1440 Vultures fell prey to poisoning in southern Africa in 2013, and it is believed that agricultural poisonings accounted for the vast majority of that number. Carcasses illegally laced with chemicals such as carbofuran are left in accessible places, most often targeting ‘problem’ scavengers such as jackal. This was the direct cause of hundreds of vulture deaths in the past year, and will continue to account for further population declines if a focused and specific education programme is not implemented in order to mitigate these threats, and if suitable predator control methods aren’t implemented.

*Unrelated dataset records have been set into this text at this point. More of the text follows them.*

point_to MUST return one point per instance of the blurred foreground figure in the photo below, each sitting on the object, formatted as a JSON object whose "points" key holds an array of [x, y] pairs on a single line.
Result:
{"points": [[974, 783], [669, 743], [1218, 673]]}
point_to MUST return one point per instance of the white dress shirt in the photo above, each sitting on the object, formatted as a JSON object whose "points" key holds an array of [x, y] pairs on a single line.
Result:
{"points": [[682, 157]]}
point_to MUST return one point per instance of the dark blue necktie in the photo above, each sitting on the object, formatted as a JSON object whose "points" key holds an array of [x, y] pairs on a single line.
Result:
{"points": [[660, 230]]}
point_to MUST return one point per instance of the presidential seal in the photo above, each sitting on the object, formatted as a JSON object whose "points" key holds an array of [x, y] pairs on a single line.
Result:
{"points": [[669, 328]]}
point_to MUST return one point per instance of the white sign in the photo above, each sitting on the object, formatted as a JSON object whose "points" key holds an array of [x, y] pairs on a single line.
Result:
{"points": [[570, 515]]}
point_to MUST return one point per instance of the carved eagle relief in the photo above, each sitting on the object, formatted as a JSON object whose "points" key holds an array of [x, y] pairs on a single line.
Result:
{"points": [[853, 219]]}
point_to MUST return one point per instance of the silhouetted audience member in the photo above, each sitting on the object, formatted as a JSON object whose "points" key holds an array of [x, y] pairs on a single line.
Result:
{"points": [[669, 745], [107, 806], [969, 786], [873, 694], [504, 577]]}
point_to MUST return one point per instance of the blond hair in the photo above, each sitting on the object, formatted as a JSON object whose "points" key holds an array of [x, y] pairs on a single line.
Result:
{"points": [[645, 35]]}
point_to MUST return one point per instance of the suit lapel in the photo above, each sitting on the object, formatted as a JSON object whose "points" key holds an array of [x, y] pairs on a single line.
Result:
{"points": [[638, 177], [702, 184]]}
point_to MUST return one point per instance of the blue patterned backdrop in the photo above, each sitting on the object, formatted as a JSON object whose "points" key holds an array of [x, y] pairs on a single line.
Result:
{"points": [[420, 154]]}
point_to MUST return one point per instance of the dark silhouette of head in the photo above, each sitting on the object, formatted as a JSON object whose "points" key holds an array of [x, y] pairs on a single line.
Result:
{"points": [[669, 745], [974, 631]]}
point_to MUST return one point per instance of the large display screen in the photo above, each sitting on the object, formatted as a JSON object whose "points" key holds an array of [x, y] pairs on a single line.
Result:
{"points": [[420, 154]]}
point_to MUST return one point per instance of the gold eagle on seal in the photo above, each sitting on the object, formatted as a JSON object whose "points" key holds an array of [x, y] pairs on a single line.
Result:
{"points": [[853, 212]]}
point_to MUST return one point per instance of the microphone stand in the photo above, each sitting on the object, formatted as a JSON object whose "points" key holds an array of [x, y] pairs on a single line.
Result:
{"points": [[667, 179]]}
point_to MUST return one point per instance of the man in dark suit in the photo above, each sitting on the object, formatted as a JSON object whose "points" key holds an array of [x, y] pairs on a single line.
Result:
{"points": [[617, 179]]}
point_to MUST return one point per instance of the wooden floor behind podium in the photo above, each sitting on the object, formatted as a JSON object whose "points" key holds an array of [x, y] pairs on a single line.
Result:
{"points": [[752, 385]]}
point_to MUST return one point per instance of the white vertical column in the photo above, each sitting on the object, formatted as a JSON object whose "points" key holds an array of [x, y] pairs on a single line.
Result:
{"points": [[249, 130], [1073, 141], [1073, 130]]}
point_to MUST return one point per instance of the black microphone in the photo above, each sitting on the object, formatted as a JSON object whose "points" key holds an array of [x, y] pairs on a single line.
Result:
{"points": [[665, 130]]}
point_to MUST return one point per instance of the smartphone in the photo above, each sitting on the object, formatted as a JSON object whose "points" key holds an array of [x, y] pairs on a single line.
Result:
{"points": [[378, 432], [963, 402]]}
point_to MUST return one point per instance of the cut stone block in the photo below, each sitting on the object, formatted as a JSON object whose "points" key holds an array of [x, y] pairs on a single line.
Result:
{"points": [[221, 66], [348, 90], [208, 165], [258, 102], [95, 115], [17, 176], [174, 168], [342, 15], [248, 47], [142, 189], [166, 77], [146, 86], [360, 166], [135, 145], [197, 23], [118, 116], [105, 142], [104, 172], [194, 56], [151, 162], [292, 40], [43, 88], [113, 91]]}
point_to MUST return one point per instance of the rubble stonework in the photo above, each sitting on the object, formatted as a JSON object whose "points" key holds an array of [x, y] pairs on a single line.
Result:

It is a criminal offence under the Conservation Legislation of all South African Provinces as well as the National Environmental Management Biodiversity Act (Act no. 10 of 2004) (NEMBA) to poison scavengers or predators or to use a herbicide or pesticide for purposes other than for which it is registered. No agricultural chemical in South Africa is registered or available for the poisoning of scavengers or predators.
Check out the Endangered Wildlife Trust’s Farmers’ Guide to Vultures
Carcasses containing any of the following products should NEVER be left where they are available to vultures:
• Barbiturates (used for euthanasing animals e.g. Phenobarbitone, Pentobarbital etc.).
• Sodium Monofloroacetate – a natural toxin contained in some plants, e.g. Gifblaar Dichapetalum cymosum that may be ingested by livestock or game causing death.
• Non-steroidal anti-inflammatory drugs [NSAIDs] (used to treat a variety of ailments but lethal to vultures; Sodium Diclofenac (active ingredient of Voltaren®) caused a 99.5% crash in the vulture populations in Asia; there is only one registered NSAID in South Africa that is safe for vultures – Meloxicam (also known as Metacam). This drug was previously unavailable for large animals but is now in production and available).
• Antibiotics (especially Tetracycline or Penicillin).
• Dips (any animal recently dipped in an organophosphate dip should not be accessible to vultures; the skin should be removed from livestock recently dipped against ticks using externally applied sprays or pour-on treatments).
• Other agricultural products that that are deadly to vultures and should not be used in vulture areas include Strychnine, Aldicarb, Monocrotophos, Methamidophos, Diazinon and Ethylfenthion.